Voilà qui vient clore le panorama d’un label-laboratoire éclectique et surtout impressionnant. Y a-t-il déjà eu chez BeCoq un disque anecdotique ? On a beau chercher, on ne trouve pas. Dès lors pourquoi réunir ces cinq-là en coffret ? Parce qu’au-delà de leur altérité bien réelle, c’est surtout leur unité qui saute au visage. Pourtant, même si les points communs sont nombreux (le drone, l’exploration et l’énergie pour ne se cantonner qu’aux éléments les plus visibles), chaque disque trace sa voie.

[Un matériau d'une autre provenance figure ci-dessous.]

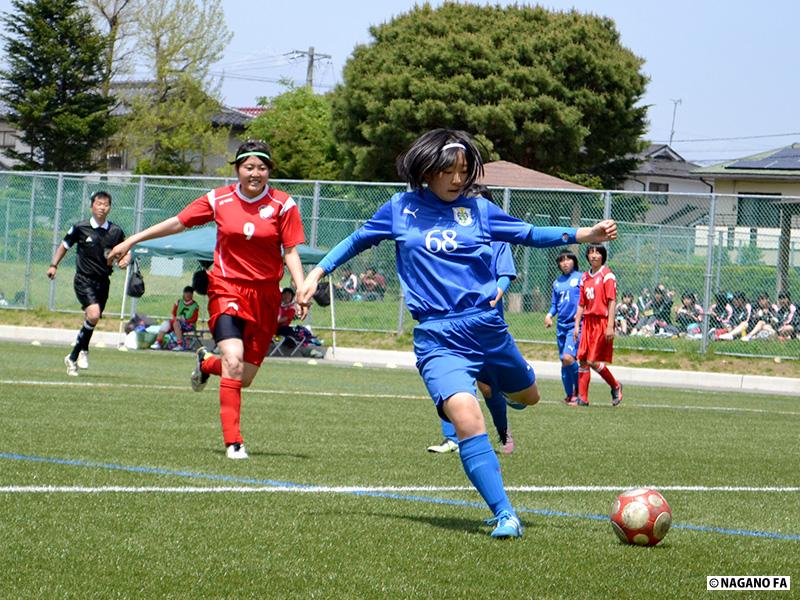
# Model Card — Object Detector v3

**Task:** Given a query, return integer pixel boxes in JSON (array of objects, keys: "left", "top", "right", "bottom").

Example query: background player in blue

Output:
[
  {"left": 427, "top": 184, "right": 518, "bottom": 455},
  {"left": 544, "top": 249, "right": 583, "bottom": 404},
  {"left": 297, "top": 128, "right": 617, "bottom": 539}
]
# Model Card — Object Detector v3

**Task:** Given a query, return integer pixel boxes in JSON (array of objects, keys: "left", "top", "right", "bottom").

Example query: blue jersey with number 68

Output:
[{"left": 318, "top": 188, "right": 577, "bottom": 321}]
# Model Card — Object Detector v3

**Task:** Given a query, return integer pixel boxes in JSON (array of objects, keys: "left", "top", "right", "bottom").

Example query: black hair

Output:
[
  {"left": 585, "top": 243, "right": 607, "bottom": 265},
  {"left": 622, "top": 290, "right": 633, "bottom": 298},
  {"left": 714, "top": 292, "right": 728, "bottom": 305},
  {"left": 778, "top": 291, "right": 791, "bottom": 301},
  {"left": 90, "top": 190, "right": 112, "bottom": 205},
  {"left": 733, "top": 291, "right": 747, "bottom": 302},
  {"left": 183, "top": 286, "right": 194, "bottom": 294},
  {"left": 396, "top": 128, "right": 484, "bottom": 191},
  {"left": 231, "top": 139, "right": 275, "bottom": 170},
  {"left": 757, "top": 291, "right": 770, "bottom": 301},
  {"left": 556, "top": 248, "right": 579, "bottom": 271},
  {"left": 282, "top": 287, "right": 296, "bottom": 298},
  {"left": 465, "top": 183, "right": 495, "bottom": 203},
  {"left": 681, "top": 290, "right": 695, "bottom": 301}
]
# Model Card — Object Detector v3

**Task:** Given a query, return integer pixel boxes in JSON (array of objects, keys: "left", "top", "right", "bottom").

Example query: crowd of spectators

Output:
[
  {"left": 614, "top": 284, "right": 799, "bottom": 341},
  {"left": 333, "top": 267, "right": 387, "bottom": 301}
]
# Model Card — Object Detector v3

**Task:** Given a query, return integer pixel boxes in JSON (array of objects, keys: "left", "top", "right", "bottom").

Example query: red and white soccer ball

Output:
[{"left": 610, "top": 488, "right": 672, "bottom": 546}]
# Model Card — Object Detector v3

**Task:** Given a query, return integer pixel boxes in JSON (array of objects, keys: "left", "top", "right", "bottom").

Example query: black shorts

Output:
[{"left": 74, "top": 273, "right": 110, "bottom": 313}]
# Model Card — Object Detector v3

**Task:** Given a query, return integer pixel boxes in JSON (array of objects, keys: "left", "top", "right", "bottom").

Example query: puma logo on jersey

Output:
[
  {"left": 85, "top": 236, "right": 92, "bottom": 242},
  {"left": 403, "top": 207, "right": 418, "bottom": 218}
]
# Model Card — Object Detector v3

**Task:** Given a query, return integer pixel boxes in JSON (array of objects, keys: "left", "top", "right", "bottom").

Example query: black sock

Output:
[{"left": 71, "top": 321, "right": 95, "bottom": 359}]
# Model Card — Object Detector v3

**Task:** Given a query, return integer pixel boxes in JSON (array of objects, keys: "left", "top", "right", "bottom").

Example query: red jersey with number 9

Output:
[
  {"left": 579, "top": 265, "right": 617, "bottom": 317},
  {"left": 177, "top": 184, "right": 305, "bottom": 282}
]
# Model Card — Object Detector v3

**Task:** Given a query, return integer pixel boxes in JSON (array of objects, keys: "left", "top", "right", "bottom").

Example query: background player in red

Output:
[
  {"left": 573, "top": 244, "right": 623, "bottom": 406},
  {"left": 108, "top": 140, "right": 306, "bottom": 459}
]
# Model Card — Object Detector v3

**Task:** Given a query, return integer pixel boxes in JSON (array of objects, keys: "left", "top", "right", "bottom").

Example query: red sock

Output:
[
  {"left": 578, "top": 366, "right": 591, "bottom": 402},
  {"left": 202, "top": 354, "right": 222, "bottom": 376},
  {"left": 219, "top": 377, "right": 243, "bottom": 445},
  {"left": 593, "top": 362, "right": 619, "bottom": 389}
]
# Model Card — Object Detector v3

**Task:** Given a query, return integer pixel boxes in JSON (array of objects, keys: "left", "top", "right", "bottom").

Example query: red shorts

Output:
[
  {"left": 207, "top": 273, "right": 281, "bottom": 366},
  {"left": 578, "top": 315, "right": 614, "bottom": 363}
]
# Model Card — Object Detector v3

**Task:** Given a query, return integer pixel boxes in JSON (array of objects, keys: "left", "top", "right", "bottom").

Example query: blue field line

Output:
[{"left": 2, "top": 452, "right": 798, "bottom": 542}]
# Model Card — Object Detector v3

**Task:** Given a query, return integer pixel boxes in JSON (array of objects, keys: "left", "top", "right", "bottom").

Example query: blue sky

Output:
[{"left": 2, "top": 0, "right": 798, "bottom": 164}]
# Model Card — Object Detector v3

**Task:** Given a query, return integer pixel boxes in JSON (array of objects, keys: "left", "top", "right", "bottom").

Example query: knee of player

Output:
[
  {"left": 562, "top": 355, "right": 575, "bottom": 366},
  {"left": 221, "top": 355, "right": 244, "bottom": 377}
]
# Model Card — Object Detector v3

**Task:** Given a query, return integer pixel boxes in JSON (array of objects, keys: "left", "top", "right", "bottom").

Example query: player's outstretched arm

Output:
[
  {"left": 107, "top": 217, "right": 186, "bottom": 266},
  {"left": 576, "top": 219, "right": 617, "bottom": 244}
]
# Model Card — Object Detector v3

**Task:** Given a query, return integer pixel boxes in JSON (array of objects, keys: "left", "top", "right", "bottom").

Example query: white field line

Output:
[
  {"left": 1, "top": 485, "right": 798, "bottom": 494},
  {"left": 3, "top": 379, "right": 799, "bottom": 417}
]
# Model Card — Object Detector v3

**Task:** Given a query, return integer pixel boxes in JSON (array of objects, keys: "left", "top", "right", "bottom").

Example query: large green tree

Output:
[
  {"left": 117, "top": 0, "right": 230, "bottom": 175},
  {"left": 246, "top": 85, "right": 340, "bottom": 180},
  {"left": 332, "top": 3, "right": 648, "bottom": 186},
  {"left": 0, "top": 0, "right": 114, "bottom": 171}
]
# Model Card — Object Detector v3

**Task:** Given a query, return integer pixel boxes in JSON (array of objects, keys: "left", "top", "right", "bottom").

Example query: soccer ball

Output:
[{"left": 610, "top": 488, "right": 672, "bottom": 546}]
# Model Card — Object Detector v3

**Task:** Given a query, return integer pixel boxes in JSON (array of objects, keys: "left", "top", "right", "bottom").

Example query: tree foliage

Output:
[
  {"left": 246, "top": 85, "right": 340, "bottom": 180},
  {"left": 332, "top": 3, "right": 648, "bottom": 186},
  {"left": 0, "top": 0, "right": 114, "bottom": 171},
  {"left": 115, "top": 0, "right": 231, "bottom": 175}
]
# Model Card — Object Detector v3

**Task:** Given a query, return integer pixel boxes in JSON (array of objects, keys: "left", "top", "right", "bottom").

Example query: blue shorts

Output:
[
  {"left": 556, "top": 324, "right": 580, "bottom": 360},
  {"left": 414, "top": 308, "right": 535, "bottom": 420}
]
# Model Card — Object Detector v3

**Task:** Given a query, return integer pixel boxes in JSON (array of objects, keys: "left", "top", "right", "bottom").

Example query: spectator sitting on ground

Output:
[
  {"left": 636, "top": 284, "right": 676, "bottom": 335},
  {"left": 334, "top": 268, "right": 359, "bottom": 300},
  {"left": 718, "top": 292, "right": 752, "bottom": 340},
  {"left": 152, "top": 285, "right": 199, "bottom": 351},
  {"left": 675, "top": 291, "right": 704, "bottom": 335},
  {"left": 615, "top": 291, "right": 639, "bottom": 335},
  {"left": 742, "top": 292, "right": 778, "bottom": 341},
  {"left": 775, "top": 291, "right": 798, "bottom": 339},
  {"left": 708, "top": 292, "right": 733, "bottom": 332},
  {"left": 359, "top": 267, "right": 386, "bottom": 301}
]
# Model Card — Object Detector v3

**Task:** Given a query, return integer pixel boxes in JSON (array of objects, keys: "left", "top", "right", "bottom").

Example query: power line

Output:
[{"left": 656, "top": 132, "right": 800, "bottom": 144}]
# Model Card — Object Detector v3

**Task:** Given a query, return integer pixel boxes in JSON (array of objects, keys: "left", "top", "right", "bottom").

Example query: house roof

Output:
[
  {"left": 479, "top": 160, "right": 588, "bottom": 190},
  {"left": 629, "top": 143, "right": 702, "bottom": 179},
  {"left": 693, "top": 143, "right": 800, "bottom": 179},
  {"left": 235, "top": 107, "right": 267, "bottom": 118}
]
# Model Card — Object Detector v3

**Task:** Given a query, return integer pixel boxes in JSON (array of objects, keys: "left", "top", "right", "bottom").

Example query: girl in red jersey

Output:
[
  {"left": 573, "top": 244, "right": 623, "bottom": 407},
  {"left": 108, "top": 140, "right": 306, "bottom": 459}
]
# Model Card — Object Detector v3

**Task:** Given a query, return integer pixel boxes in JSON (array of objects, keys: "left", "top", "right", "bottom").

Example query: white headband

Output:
[{"left": 442, "top": 142, "right": 466, "bottom": 152}]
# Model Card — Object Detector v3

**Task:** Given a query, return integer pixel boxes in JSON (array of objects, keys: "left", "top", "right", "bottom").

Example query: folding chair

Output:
[{"left": 269, "top": 335, "right": 304, "bottom": 357}]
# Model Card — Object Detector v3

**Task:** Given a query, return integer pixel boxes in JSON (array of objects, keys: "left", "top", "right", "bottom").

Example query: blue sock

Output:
[
  {"left": 569, "top": 362, "right": 580, "bottom": 396},
  {"left": 440, "top": 418, "right": 457, "bottom": 443},
  {"left": 484, "top": 390, "right": 508, "bottom": 440},
  {"left": 560, "top": 364, "right": 571, "bottom": 396},
  {"left": 459, "top": 433, "right": 513, "bottom": 517}
]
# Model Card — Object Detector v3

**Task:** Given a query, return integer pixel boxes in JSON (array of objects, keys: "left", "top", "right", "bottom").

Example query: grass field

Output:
[{"left": 1, "top": 341, "right": 798, "bottom": 599}]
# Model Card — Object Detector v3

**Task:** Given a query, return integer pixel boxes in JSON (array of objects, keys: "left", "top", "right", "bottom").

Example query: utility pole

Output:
[
  {"left": 292, "top": 46, "right": 332, "bottom": 89},
  {"left": 669, "top": 98, "right": 682, "bottom": 146}
]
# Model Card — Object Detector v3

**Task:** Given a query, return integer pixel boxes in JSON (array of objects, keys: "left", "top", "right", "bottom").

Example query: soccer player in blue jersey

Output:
[
  {"left": 297, "top": 129, "right": 617, "bottom": 539},
  {"left": 544, "top": 249, "right": 583, "bottom": 404},
  {"left": 427, "top": 184, "right": 518, "bottom": 455}
]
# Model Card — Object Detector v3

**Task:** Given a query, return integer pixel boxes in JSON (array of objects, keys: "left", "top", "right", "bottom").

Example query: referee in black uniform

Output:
[{"left": 47, "top": 191, "right": 130, "bottom": 376}]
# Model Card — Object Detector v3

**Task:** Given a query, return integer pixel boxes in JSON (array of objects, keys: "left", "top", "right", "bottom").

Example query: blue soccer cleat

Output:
[{"left": 486, "top": 511, "right": 523, "bottom": 538}]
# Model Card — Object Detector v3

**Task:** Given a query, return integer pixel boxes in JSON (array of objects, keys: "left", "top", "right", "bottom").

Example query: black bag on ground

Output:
[{"left": 126, "top": 258, "right": 145, "bottom": 298}]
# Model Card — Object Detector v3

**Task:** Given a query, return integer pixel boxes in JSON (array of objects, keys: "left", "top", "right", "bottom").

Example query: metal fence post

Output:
[
  {"left": 396, "top": 295, "right": 405, "bottom": 335},
  {"left": 128, "top": 176, "right": 146, "bottom": 316},
  {"left": 310, "top": 180, "right": 320, "bottom": 247},
  {"left": 653, "top": 224, "right": 662, "bottom": 286},
  {"left": 22, "top": 177, "right": 36, "bottom": 308},
  {"left": 48, "top": 174, "right": 64, "bottom": 310},
  {"left": 3, "top": 189, "right": 11, "bottom": 261},
  {"left": 701, "top": 194, "right": 717, "bottom": 354},
  {"left": 603, "top": 190, "right": 612, "bottom": 220},
  {"left": 502, "top": 187, "right": 511, "bottom": 213}
]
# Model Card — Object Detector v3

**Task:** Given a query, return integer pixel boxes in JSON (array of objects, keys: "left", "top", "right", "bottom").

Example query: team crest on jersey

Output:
[
  {"left": 452, "top": 207, "right": 473, "bottom": 226},
  {"left": 258, "top": 205, "right": 274, "bottom": 220}
]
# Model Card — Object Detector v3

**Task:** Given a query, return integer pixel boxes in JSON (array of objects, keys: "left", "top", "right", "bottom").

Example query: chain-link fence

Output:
[{"left": 1, "top": 171, "right": 799, "bottom": 359}]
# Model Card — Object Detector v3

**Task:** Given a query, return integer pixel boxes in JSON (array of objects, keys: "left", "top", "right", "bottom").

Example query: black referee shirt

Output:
[{"left": 62, "top": 218, "right": 126, "bottom": 279}]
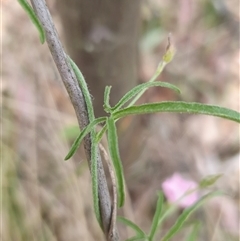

Parallèle aux autres certes, mais quoi qu’il arrive singulière. On peut les écouter indépendamment et saisir les détails de chacun mais une fois réunis tous ensemble, c’est une autre cartographie qui apparaît, plus complexe encore, plus dense où les disques se répondent les uns aux autres dans un dialogue aussi mystérieux que fascinant. Un réseau se crée, un réseau dont on détaille les nœuds, eux-mêmes réseau à leur tour.

Une nouvelle fois, on reste bouche bée.